Handling dates and times in R can be tricky, especially when working with data from different sources that use inconsistent formats. The lubridate package simplifies this process by providing a consistent and readable set of functions for parsing, manipulating, and formatting dates and times. Unlike base R, which requires more manual effort to convert character strings into date objects and extract components like year or month, lubridate is designed to make these tasks intuitive.

One of the key advantages of lubridate is that its functions are named according to the structure of the date format itself. For example, ymd() expects input in a year-month-day format, while mdy() expects month-day-year. This eliminates the need to specify format strings manually, reducing the chance of error and improving code readability.

Here’s a quick example showing how to use lubridate to parse dates in multiple formats:

library(lubridate)

# Parse dates in different formats
my_date <- ymd("2024-09-05")
my_date2 <- mdy("09-05-2024")
my_date3 <- dmy("05-09-2024")

# Print in long form
format(my_date, "%B %d, %Y")  # "September 05, 2024"

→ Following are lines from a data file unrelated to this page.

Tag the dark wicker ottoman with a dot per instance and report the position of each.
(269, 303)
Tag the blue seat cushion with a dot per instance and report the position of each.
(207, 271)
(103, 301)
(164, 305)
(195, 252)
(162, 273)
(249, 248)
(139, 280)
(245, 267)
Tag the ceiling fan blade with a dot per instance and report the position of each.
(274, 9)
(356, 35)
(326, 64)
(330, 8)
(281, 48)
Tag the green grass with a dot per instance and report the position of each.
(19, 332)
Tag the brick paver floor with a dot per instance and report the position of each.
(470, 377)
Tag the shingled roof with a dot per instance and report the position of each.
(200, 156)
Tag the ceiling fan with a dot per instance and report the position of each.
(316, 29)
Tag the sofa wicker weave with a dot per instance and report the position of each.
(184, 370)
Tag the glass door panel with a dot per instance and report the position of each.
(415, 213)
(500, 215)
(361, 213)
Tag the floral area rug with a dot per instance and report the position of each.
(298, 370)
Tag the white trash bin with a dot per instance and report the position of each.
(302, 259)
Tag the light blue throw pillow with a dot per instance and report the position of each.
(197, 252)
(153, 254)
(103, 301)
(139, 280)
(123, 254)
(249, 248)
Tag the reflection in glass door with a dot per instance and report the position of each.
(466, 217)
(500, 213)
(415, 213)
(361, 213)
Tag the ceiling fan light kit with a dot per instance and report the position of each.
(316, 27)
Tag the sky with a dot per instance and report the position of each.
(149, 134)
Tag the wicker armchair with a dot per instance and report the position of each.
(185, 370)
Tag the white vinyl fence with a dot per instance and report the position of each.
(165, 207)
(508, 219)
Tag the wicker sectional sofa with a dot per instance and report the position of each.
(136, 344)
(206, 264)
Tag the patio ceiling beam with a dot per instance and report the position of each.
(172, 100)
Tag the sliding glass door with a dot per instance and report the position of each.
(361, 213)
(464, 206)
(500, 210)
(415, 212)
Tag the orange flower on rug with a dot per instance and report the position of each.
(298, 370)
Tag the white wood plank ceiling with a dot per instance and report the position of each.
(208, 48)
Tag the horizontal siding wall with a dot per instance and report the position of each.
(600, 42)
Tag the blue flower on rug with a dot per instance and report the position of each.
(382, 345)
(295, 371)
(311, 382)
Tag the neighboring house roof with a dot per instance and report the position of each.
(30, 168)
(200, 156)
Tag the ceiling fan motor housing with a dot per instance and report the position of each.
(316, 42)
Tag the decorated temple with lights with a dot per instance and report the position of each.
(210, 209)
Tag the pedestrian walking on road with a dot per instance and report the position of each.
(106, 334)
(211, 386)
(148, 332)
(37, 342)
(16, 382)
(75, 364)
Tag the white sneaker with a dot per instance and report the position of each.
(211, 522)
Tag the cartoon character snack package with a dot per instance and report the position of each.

Once stored correctly as date objects, these values can be used in filtering, plotting, or date-based calculations without additional conversion steps.

Your Turn!!
  1. Create your own tibble on a topic that interests you—this could be anything from meals you’ve cooked to books you’ve read or places you’ve visited.
  2. Try to include at least three different data types, such as character, numeric, and logical.
  3. Include a date or date-time column using lubridate to parse your date values.
  4. Use tibble() to create your tibble and print it to inspect the structure and data types.